Il 23 ottobre del 1956 a Budapest un largo corteo popolare di solidarietà con la rivolta di Poznań, in Polonia, degenera in scontri tra polizia e dimostranti. La notte stessa il governo, presieduto dagli stalinisti Gerö e Hegedüs, viene sciolto. La formazione del governo Nagy non impedisce il divampare della rivolta nella capitale e nel resto del paese.

La presa di posizione della Cgil

Il 27 ottobre, di fronte alla decisione dei sovietici d'intervenire militarmente in Ungheria, la segreteria della Cgil assume una posizione di radicale condanna dell’invasione destinata a stroncare nel sangue la domanda di democrazia e di partecipazione reclamata dalla rivolta operaia e popolare ungherese e sostenuta dal governo legittimo di Imre Nagy.
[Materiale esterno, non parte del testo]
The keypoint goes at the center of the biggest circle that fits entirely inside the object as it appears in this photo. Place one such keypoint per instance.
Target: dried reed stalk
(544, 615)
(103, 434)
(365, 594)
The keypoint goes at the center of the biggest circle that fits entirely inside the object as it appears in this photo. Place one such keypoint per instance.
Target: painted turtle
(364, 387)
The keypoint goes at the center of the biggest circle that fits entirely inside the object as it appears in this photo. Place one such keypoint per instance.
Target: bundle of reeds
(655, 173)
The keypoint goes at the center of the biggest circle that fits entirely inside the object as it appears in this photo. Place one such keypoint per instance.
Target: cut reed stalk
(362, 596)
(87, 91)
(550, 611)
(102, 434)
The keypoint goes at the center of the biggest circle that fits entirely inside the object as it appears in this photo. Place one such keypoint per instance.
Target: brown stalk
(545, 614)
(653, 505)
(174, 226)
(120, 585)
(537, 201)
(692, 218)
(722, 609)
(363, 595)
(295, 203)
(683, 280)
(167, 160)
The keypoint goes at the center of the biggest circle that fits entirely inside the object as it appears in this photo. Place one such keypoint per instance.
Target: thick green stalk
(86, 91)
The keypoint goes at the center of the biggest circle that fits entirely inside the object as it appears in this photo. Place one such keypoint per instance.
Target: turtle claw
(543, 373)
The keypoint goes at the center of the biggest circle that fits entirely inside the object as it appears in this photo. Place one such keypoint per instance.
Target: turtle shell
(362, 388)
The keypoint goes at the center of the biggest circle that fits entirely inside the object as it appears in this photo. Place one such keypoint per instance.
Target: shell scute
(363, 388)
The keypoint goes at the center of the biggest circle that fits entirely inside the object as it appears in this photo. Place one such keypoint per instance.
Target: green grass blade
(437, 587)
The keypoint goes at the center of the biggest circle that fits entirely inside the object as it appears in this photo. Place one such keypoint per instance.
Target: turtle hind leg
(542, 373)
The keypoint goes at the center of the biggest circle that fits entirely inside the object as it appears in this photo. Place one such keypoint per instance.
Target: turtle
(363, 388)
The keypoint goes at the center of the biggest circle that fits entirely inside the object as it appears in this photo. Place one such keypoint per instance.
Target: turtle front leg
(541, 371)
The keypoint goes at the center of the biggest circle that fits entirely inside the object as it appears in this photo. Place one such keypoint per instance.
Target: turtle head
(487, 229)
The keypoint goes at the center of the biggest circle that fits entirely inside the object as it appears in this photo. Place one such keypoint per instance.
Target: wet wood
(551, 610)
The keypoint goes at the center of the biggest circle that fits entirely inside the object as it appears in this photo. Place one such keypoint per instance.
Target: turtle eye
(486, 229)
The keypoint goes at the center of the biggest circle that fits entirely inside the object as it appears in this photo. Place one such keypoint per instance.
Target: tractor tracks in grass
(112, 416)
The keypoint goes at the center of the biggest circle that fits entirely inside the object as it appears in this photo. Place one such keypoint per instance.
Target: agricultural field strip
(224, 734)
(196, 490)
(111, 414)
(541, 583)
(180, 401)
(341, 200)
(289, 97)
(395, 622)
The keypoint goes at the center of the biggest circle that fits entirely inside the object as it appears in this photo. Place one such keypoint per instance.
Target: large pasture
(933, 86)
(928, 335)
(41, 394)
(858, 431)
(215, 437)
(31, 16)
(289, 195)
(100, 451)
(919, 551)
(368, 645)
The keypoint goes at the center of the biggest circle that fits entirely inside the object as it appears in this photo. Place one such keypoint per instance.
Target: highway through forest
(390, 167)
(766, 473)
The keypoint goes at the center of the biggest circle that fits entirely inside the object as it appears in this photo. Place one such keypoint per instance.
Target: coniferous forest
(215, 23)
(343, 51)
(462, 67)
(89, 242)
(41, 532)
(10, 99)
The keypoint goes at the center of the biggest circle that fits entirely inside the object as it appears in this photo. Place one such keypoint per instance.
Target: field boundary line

La condanna non è soltanto dell’intervento militare: il giudizio è netto e investe tanto i metodi antidemocratici di governo di quelle società, quanto l’insufficienza grave dello stesso movimento sindacale di quei paesi.

La segreteria della Cgil - recita il comunicato ufficiale - di fronte alla tragica situazione determinatasi in Ungheria, sicura di interpretare il sentimento comune dei lavoratori italiani, esprime il suo profondo cordoglio per i caduti nei conflitti che hanno insanguinato il paese. La segreteria confederale ravvisa in questi luttuosi avvenimenti la condanna storica e definitiva di metodi di governo e di direzione politica ed economica antidemocratici, che determinano il distacco fra dirigenti e masse popolari. Il progresso sociale e la costruzione di una società nella quale il lavoro sia liberato dallo sfruttamento capitalistico, sono possibili soltanto con il consenso e con la partecipazione attiva della classe operaia e delle masse popolari, garanzia della più ampia affermazione dei diritti di libertà, di democrazia e d'indipendenza nazionale (…)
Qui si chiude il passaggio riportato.